More than half a century after her death, Patsy Cline remains a north star to women artists in country music and beyond.
That’s not the main reason Barbara J. Hall produced and directed Patsy Cline: American Masters, which premieres Saturday at 9 p.m. ET on PBS (check local listings).
“Much as I love Patsy Cline’s music,” says Hall, “I really came to her through her story. It just speaks to me.”
Most country music fans and many pop music fans know the music Cline created over a brief seven-year career that ended with a plane crash on March 5, 1963.
Recordings like “I Fall to Pieces,” “Crazy,” “Back in Baby’s Arms” and “She’s Got You” have become contemporary standards and are routinely cited by artists like Loretta Lynn as guideposts on their music road.
This American Masters includes a generous sampling of that music, much of it from live television shows on which Cline appeared in the late 1950s and early 1960s.
The staging of the songs is often ridiculously hokey, but the music never falters, and even some of the video is strangely engaging.
For “Three Cigarettes In An Ashtray” – now there’s a song that wouldn’t get traction today – Cline sits alone in a restaurant, with just the ashtray on her table. A man sits several tables in the background, never looking up. The black-and-white gloss of the footage gives the song an even more haunted edge.
Most of the hour, however, traces Cline’s life, in which she rose from poverty to fame on what Hall calls no more than talent and willpower.
“She didn’t start out with a strategy,” says Hall. “She just did it. And she did it with two kids at home and very little money.”
Hall suggests Cline simply ignored the conventional wisdom of the time, which was that female artists weren’t supposed to make it in country music at all.
Before Cline, there were Sara and Maybelle Carter, Patsy Montana, Kitty Wells and not a lot of others. The country music business didn’t think it was profitable to record them; country radio stations didn’t think listeners wanted to hear them. And of course, that was still the era when even Rosie the Riveter was supposed to have dutifully gone back home to bake cookies.
“For Patsy, it was different,” says Hall. “She was raised in the Depression by a single mother, which was almost unheard of unless you’d been widowed.
“They didn’t have much money. They didn’t have electricity in the house where she grew up. She dropped out of school to get a job. But her mother was strong and independent, and I think Patsy took that from her. When she wanted to pursue music, her mother encouraged her.”
Cline’s career started on a standard track, like Saturday night dances and local radio shows.
She was in her early 20s when she got together with producer Owen Bradley.
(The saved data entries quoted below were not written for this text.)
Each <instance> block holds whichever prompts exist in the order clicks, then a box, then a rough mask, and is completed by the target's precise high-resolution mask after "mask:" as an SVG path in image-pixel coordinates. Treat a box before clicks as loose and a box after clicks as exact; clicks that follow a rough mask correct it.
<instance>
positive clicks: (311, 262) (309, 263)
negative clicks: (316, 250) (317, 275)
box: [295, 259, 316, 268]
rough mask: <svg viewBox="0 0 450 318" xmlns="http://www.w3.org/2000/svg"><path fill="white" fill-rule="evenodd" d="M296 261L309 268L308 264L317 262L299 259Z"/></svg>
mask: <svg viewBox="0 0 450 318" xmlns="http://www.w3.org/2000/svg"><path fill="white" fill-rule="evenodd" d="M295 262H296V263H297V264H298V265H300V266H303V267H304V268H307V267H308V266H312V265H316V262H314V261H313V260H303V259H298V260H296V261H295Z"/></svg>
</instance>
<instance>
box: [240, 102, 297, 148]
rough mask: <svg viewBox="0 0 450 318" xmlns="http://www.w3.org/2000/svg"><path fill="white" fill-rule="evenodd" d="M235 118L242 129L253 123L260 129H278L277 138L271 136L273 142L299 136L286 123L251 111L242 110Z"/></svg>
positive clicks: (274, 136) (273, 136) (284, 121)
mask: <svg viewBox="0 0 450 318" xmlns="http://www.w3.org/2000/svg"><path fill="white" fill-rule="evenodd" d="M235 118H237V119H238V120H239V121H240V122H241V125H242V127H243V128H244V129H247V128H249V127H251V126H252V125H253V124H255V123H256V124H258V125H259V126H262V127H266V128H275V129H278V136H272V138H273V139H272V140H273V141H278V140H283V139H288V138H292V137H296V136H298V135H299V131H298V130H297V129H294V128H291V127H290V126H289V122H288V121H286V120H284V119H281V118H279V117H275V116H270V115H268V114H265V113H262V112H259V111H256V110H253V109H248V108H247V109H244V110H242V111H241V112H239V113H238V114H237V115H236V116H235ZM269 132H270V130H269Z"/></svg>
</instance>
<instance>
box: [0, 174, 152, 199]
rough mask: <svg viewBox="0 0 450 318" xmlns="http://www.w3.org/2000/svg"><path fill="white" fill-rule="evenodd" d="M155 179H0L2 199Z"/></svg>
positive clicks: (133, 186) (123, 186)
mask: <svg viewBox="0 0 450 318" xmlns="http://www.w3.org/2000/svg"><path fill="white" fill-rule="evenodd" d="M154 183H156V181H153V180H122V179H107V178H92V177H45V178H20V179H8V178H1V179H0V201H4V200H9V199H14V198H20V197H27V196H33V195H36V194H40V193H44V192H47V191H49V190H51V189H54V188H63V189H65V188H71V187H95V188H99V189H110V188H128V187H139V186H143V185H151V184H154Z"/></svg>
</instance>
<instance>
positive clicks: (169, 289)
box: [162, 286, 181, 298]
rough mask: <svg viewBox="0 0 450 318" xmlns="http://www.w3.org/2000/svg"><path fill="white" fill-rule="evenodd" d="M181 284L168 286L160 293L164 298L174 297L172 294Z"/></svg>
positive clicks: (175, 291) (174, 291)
Hall notes that the new “Nashville sound” emerging in the mid-1950s, with a smoother pop veneer and fewer classic country elements like pedal steel, suited Cline perfectly since she’d grown up with big band music as well as country.
She and Bradley made dozens of fine records for the 4-Star label, which was the good and bad news. It established her as an artist while still leaving her scrambling to pay the rent.
“The 4-Star contract paid her half what male artists were getting,” says Hall. “The only way she made any money was touring, which took her away from her family.”
She finally moved over to Decca, where she cut many of her most enduring songs. Even there, she wasn’t reaping all of what she had sowed.
“She never really saw the full rewards of her music,” says Hall. “When she got a check from Decca, she and [her husband], Charlie Dick (right, with Cline), bought what they called their dream house. It was a modest little three-bedroom, nothing like what people imagined a star like Patsy Cline would be living in.”
On the upside, Hall notes that maybe it did feel like a mansion since it was such an upgrade from her previous homes.
“She suffered a lot of adversity,” says Hall. “She was in a serious car accident that laid her up for months and affected her appearance. But I think that all in all, she enjoyed herself. She did what she loved. I think she had a good time.”
Hall, who has previously been involved in music productions on artists ranging from George Jones, Johnny Cash, and Shania Twain to The Band, the Lovin’ Spoonful and Roy Orbison, says she had been hoping to do an American Masters on Cline for years.
“I would love to have done six hours on her story,” says Hall. “There’s so much there, about how she overcame the obstacles.”
Hall also has a wish list of other artists whose stories she would love to tell, including Wanda Jackson and Charley Pride. She’d also love to do a documentary, she says, on how women have been treated in the music business, historically and up to the present.
For now, though, she’s happy to have told Cline’s story.
“I’m thrilled,” she says, “to have been able to do this for American Masters.”